In last Monday’s order, the Fifth Circuit panel appears to accuse the NLRB of attempting to undermine the stay it placed on the case’s transfer. The court asks why NLRB attorneys contacted the Central District of California after the stay was ordered and what information the NLRB learned from these conversations. The order claims that the NLRB made “incorrect representations” to the panel regarding whether the suit had been docketed and assigned to a judge in California. During this time, the NLRB also argued to the California district court that it had jurisdiction over the suit because the case’s transfer had been completed before the Fifth Circuit ordered a stay. In the order, the Fifth Circuit panel claims that this argument was erroneous, accusing the NLRB of telling the California district court to “ignore” the Fifth Circuit’s jurisdiction.

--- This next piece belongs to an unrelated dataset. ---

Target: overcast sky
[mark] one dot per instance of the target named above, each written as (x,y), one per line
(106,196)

In the NLRB’s response, filed Wednesday, the agency insists that it has only acted in “good faith” to litigate the SpaceX case and denies making any misrepresentations. Due to confusion surrounding the exact timing and details of the transfer (e.g. whether the case had been assigned a new docket number and judge in California), the NLRB argues that it needed to communicate with the Central District of California in order to gather information and respond to SpaceX’s mandamus petition. The California court also would have been poised to evaluate the merits of SpaceX’s constitutional claims if it had opted to retain the case, so the NLRB argues that it was essential for the agency to ask the court for procedural updates.

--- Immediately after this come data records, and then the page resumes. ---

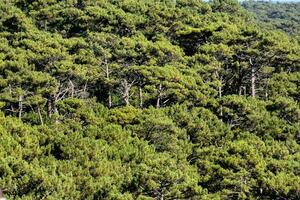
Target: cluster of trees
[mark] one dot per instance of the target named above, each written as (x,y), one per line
(282,16)
(146,99)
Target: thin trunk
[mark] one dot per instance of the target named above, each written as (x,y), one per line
(141,96)
(126,88)
(72,89)
(109,88)
(10,92)
(40,116)
(267,90)
(49,107)
(20,106)
(220,96)
(159,96)
(253,79)
(109,98)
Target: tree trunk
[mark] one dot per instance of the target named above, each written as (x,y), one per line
(126,88)
(109,88)
(253,79)
(220,96)
(20,106)
(141,96)
(159,96)
(72,89)
(40,116)
(49,107)
(109,98)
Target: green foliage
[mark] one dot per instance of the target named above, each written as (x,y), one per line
(172,99)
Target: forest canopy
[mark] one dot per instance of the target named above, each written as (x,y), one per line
(149,99)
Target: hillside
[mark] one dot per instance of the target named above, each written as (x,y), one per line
(281,16)
(146,99)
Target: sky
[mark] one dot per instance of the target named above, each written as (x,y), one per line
(281,0)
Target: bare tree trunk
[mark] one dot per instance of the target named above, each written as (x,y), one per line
(40,115)
(141,96)
(126,88)
(159,96)
(109,88)
(72,89)
(10,92)
(267,90)
(49,107)
(220,96)
(253,79)
(20,106)
(109,98)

Furthermore, the NLRB argues that its attempts to keep the suit in California were legally sound “because jurisdiction follows the record,” and the case was transferred to California days before the Fifth Circuit ordered a stay, making the stay order “inoperative for want of jurisdiction.” The agency claims that it urged the California district court to “respectfully decline” the Fifth Circuit’s retransfer request on these grounds, not “ignore” it.
While the Central District of California’s decision to grant the retransfer request arguably makes this back-and-forth a moot point, the exchange shows that the Fifth Circuit may be willing to go to great lengths to keep within its jurisdiction novel challenges to federal agencies. Commentators describe Monday’s order questioning the NLRB’s lawyers as “highly unusual.” The Fifth Circuit panel appears to believe that the agency’s disagreement with the panel’s interpretation of highly technical doctrines involving electronic case transfer and jurisdiction constitutes “dishonesty and a lack of candor,” reasoning which has puzzled legal scholars.
The Fifth Circuit’s decision to get involved at all in the SpaceX venue dispute is considered “extraordinary,” playing into widespread concerns that the circuit is condoning forum-shopping amid a slew of recent anti-agency lawsuits filed in Texas. The circuit is likewise considering whether to prevent the transfer of a suit against the Consumer Financial Protection Bureau from Texas to Washington, D.C. While forum-shopping is endemic to Texas’ federal courts—only one judge hears civil suits in the Northern District’s Amarillo courthouse—the Fifth Circuit has shown little inclination to change its practices. The circuit’s unusual solicitude for SpaceX’s mandamus petition may be a signal that it will fight hard to retain cases that have the potential to upend administrative law.